В довершении всех проблем 24-летнему Славке приспичило срочно жениться. Славка нашёл невесту. Старую знакомую. Девушку-москвичку, что жила девчонкой в эвакуации в годы войны у бабушки на Гребешке. К тому времени Светка закончила финансовый институт в Москве и могла запросто «потеряться» в огромной столице, несмотря на детскую привязанность и подростковую любовь, скреплённую тяжёлыми днями войны. Скреплённую не только трудом (сажали и собирали картошку), но и проказами. Борька Савельев, одноклассник Славки, с детства замечательно рисовал. Голод толкнул его на одно неблаговидное дело. Он, найдя подходящий по размерам и качеству листок бумаги, нарисовал на одной стороне его все данные десятирублёвой ассигнации. Сложил её пополам, и они втроём – Славка, Светка и Борька – пошли на «блошиный» рынок, стихийно возникший возле церкви Вознесения на Ильинской улице. Там в ряд сидели «молошницы» – «тёмные», доверчивые бабки, продававшие коровье и козье молоко. Светку пацаны назначили покупательницей, вручив ей разрисованную бумажку и пустой бидончик. Она смело подошла и попросила продать молока, показав денежку в подтверждении своей платёжеспособности. Старуха молча налила молока, взяла «денежку» и отсчитала сдачу. Самым трудным в этой проделке было удержаться от смеха и уйти не спеша, с вальяжным достоинством. Зато, когда рынок скрылся из глаз, вся троица бросилась бежать, не чуя под собой ног.

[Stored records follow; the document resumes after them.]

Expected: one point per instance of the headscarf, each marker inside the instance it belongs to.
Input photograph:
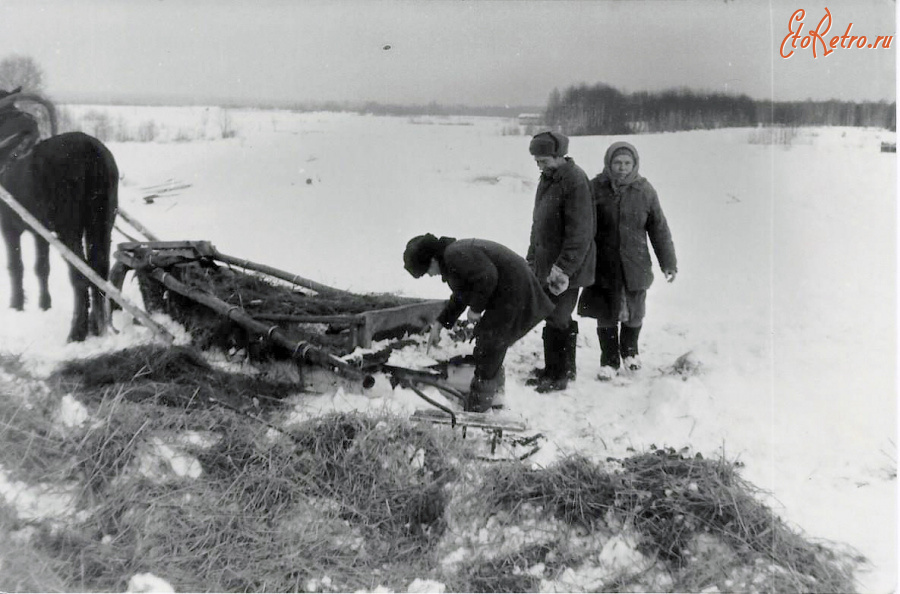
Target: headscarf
(421, 249)
(617, 184)
(549, 144)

Первая любовь… Что-то магическое и мистическое сокрыто в этом чувстве, особенно для мальчишек. Ведь врождённая любовь к матери есть одновременно и первая любовь к женщине, и потому неверны упрёки к сынам, отмечающим особое влияние мамы на своё развитие и становление. Такие сыны – вовсе не маменькины сыночки, изнеженные и избалованные чрезмерной материнской любовью, умеющие только потреблять, а не производить.

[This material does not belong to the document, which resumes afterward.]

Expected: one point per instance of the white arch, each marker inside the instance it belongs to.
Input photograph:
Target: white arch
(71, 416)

Мама часто повторяла, что Славка родился «в сорочке». Это не идиома, а на самом деле он вышел из материнской утробы в околоплодном пузыре и чуть не задохнулся от недостатка кислорода. С первых секунд жизни ему крупно повезло. Так и в случае женитьбы. Переселение, последние дни на Гребешке, родном и любимом, отъезд с Курил, где он отслужил положенный срок, новое назначение. Всё зыбко, смутно и требует ясности хоть в чём-то. Пока родителей не перевезли с Гребешка, надо устроить свадьбу в старом доме. Пусть это родное пристанище вздрогнет от капель шампанского на гнилых своих брёвнах, от песен, плясок, пьяных криков «горько» и хмельных споров. Не играть же свадьбу в тесной московской квартире, куда никак не добраться небогатым родичам, многочисленным дядьям и тёткам, двоюродным братьям и сёстрам числом не менее пятидесяти.

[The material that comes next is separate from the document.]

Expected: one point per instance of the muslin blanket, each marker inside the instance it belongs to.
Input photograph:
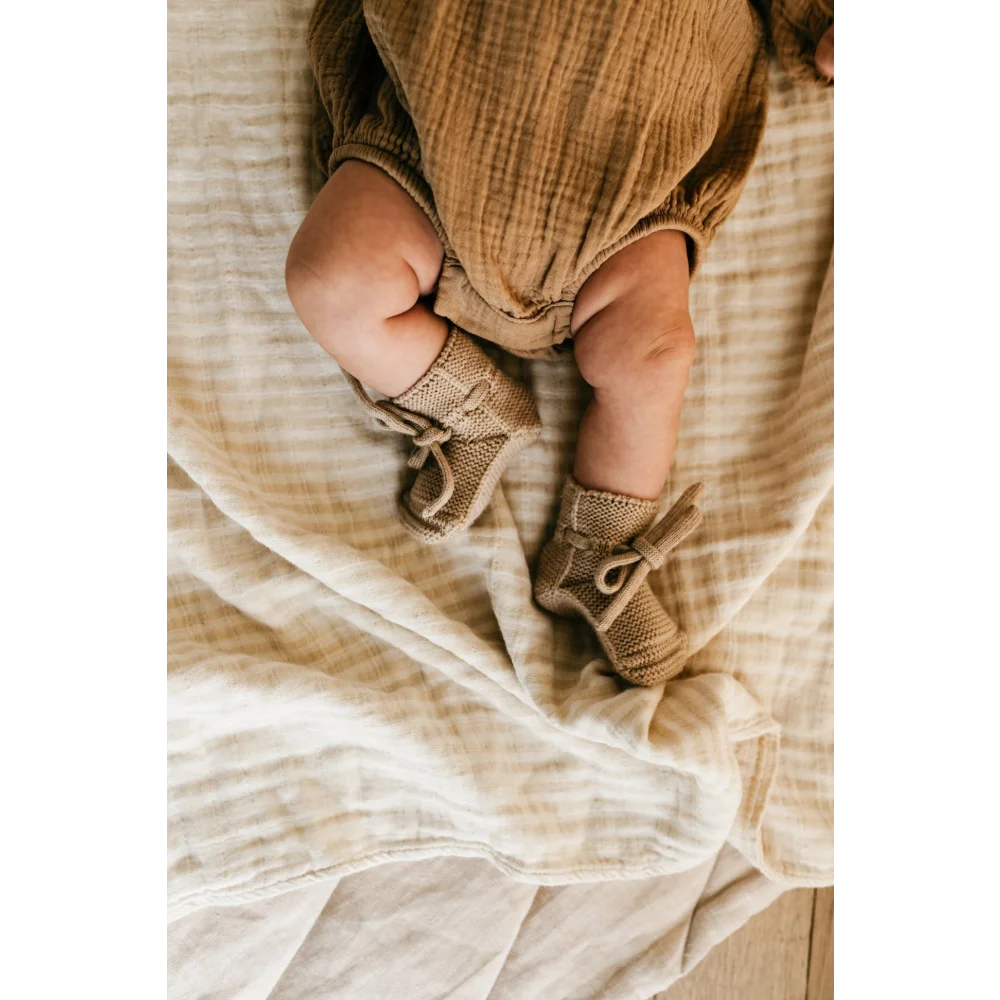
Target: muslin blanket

И теперь уже не проводить и встретить, а напутствовать молодожёнов на долгий совместный путь должен старый, умирающий дом.
В пять пополудни первого сентября я вернулся из школы после второй смены. Меня встретил лишь незлобивый, чёрно-белой дворовой масти пёс Дружок, ласково виляющий, как обычно, пушистым хвостом. Он удивительным образом чувствовал за сотню метров приход любого из нашей семьи и, не ленясь, выбегал встречать. Просил ласки. Я потрепал его безвольно висячие уши, погладил голову. Дружок повизгивал от удовольствия.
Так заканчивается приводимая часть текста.